Suatu kali saya berkesempatan berkunjung ke lembaga nuklir Filipina, PNRI = Phillipines Nuclear Research Institute di Dilliman, Manila. Saat itu bulan Ramadhan dan sayang kalo harus men-qodho puasa. Ketika hari Jum'at tiba dan saya perlu menunaikan sholat Jum'at (tidak harus sih), tiba-tiba ada yang menghampiri saya. Ia sudah cukup senior. Ia menawarkan saya untuk mengantarkan ke masjid terdekat. Dan saya segera saja menyanggupi.
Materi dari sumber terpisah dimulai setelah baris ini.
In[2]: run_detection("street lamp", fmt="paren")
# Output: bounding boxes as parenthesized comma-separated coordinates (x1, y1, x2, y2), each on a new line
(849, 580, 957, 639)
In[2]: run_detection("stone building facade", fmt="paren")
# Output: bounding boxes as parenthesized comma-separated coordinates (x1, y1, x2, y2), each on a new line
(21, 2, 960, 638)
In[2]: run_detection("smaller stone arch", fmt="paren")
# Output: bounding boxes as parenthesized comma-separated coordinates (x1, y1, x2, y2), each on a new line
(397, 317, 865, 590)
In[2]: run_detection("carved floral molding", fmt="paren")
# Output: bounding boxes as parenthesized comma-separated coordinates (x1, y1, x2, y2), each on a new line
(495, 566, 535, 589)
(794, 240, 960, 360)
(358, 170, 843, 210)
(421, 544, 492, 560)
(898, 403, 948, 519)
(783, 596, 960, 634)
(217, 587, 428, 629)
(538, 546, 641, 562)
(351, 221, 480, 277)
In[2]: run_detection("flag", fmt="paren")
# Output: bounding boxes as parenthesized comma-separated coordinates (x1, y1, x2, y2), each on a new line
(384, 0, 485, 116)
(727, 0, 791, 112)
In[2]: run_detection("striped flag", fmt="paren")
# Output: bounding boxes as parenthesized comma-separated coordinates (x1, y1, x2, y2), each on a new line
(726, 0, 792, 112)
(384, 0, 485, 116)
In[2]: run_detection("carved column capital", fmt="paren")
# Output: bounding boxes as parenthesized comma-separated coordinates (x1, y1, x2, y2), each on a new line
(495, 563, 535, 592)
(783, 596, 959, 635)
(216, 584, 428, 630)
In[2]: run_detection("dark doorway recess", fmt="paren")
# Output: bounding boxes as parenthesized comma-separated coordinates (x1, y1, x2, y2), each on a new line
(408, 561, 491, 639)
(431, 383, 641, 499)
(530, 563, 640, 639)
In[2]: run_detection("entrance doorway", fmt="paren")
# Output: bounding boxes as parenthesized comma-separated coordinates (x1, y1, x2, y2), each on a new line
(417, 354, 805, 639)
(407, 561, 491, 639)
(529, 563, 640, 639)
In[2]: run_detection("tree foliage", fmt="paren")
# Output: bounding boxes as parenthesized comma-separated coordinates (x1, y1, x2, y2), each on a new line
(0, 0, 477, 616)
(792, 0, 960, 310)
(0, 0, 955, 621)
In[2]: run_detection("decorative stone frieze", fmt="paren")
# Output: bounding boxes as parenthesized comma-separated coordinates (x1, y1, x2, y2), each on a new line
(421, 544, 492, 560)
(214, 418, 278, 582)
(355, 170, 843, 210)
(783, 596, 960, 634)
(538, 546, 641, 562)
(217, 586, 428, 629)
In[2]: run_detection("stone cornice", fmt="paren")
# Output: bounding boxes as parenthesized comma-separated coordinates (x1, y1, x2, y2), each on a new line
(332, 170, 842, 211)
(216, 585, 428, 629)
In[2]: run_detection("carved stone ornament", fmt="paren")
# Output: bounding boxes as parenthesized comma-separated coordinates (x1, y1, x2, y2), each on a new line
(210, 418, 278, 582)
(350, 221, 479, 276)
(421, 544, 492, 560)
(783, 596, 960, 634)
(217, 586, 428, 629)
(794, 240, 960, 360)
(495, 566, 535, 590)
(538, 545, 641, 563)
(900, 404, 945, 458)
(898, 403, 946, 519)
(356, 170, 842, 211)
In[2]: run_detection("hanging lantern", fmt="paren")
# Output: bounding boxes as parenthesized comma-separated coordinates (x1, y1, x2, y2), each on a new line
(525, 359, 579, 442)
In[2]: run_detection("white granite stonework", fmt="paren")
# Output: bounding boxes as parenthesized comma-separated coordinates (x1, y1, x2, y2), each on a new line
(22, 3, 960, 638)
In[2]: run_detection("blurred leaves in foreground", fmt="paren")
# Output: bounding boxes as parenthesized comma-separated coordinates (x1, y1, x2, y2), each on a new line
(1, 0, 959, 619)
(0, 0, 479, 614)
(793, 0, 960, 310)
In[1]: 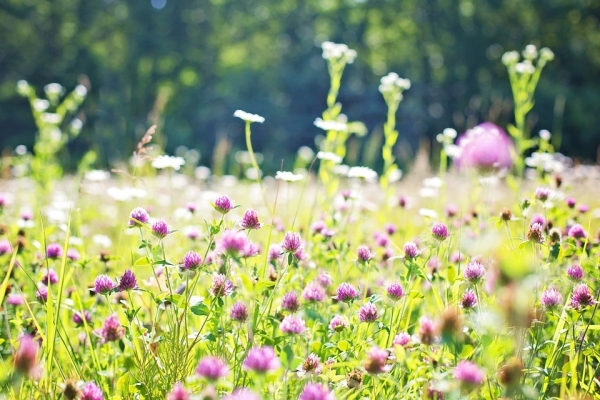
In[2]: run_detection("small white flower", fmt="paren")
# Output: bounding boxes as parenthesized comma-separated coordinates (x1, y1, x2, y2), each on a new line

Kemudian beliau juga meminta salah satu staf PNRI yang muslim (kayaknya orang Mindanao) untuk menemani saya sholat jum'at di salah sudut kota Manila. Dalam perjalanan menuju masjid bersama istrinya, ia bercerita kalau ia adalah putra pendiri PNRI, Jenderal Florencio A. Medina (the Philippine Father of Atomic Energy). Setelah saya cari tahu, nama beliau adalah Prof. Dr. Florencio-Isagani S. Medina III. Ia bercerita kalau ia masih memiliki darah Yahudi, sehingga ia bisa sekolah di Tel Aviv dari S1 hingga S3. Di mobil Toyota Kijang Krista nya (istilah Filipina adalah Toyota Tamaraw Revo) terpampang lambang negara Israel. Ia juga bercerita jika beberapa kosa kata Tagalog masih sama dengan Melayu. Di akhir keberadaan saya di Manila, ia menitipkan sesuatu kepada saya untuk koleganya di Indonesia. Sebuah pengalaman yang membuat saya berpikir ulang tentang SARA.
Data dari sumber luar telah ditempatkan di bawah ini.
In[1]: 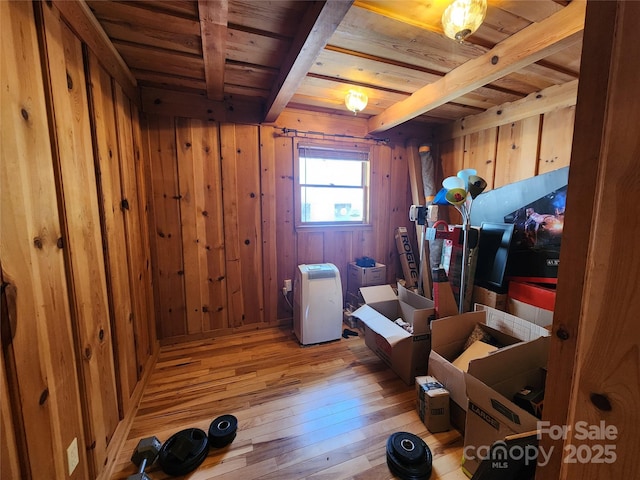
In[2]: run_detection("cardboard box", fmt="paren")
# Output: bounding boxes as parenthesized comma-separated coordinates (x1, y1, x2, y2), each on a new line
(507, 298, 553, 328)
(416, 375, 450, 433)
(345, 290, 364, 310)
(428, 306, 550, 413)
(394, 227, 419, 288)
(347, 262, 387, 291)
(472, 285, 507, 311)
(462, 336, 550, 476)
(352, 284, 435, 385)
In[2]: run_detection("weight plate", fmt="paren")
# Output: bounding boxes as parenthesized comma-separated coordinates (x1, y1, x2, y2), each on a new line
(390, 432, 427, 465)
(159, 428, 209, 476)
(386, 432, 433, 480)
(208, 414, 238, 448)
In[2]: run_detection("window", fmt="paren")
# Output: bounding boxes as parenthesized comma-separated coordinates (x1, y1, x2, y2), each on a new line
(296, 144, 370, 225)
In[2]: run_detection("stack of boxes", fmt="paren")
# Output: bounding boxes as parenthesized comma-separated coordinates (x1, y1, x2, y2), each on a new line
(425, 305, 550, 477)
(345, 257, 386, 311)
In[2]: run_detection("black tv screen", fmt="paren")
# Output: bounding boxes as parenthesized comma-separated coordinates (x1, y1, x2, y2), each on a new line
(474, 222, 514, 293)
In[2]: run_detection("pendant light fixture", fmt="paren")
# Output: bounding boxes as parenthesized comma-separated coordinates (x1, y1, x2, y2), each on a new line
(442, 0, 487, 43)
(345, 90, 368, 114)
Selama saya di Manila sempat menjelajah University of the Phillipines menggunakan Jeepney. Menjelajah pelosok perkampungan Moslem di Manila dan masuk ke kawasan Istana Malacanang.
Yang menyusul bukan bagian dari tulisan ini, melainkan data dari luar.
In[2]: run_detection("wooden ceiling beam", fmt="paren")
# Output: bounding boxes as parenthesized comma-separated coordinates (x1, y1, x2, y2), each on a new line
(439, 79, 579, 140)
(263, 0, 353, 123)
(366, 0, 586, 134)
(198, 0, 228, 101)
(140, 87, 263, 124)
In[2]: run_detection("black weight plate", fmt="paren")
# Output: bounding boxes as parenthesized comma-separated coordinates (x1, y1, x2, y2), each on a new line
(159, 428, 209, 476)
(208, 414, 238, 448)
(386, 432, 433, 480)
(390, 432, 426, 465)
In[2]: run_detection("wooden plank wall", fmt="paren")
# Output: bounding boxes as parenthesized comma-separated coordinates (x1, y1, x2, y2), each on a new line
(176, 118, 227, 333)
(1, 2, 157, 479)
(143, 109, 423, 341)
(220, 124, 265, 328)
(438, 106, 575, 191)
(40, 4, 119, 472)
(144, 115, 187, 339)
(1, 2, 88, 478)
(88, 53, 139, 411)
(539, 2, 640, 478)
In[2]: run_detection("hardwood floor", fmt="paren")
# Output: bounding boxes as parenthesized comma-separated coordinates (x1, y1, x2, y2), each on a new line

Jeepney adalah alat transportasi public jarak pendek yang digunakan di Manila. Kalau mau jarak jauh, bisa pakai moda transportasi lain, seperti bis kota atau MRT. Jeepney sebenernya adalah kendaraan era PD II buatan AS. Namun Jeepney yang sekarang digunakan di Manila tidak asli menggunakan mesin asli dari Willys & Ford. Hanya chassis-nya saja yang masih mirip aslinya. Mesin sudah menggunakan Isuzu atau Mitsubishi. Kendaraan semacam ini juga pernah dipakai sebagai angkutan publik di Kediri dan Tulungagung, namun saya lupa kapan dan gak terpikir untuk memotretnya.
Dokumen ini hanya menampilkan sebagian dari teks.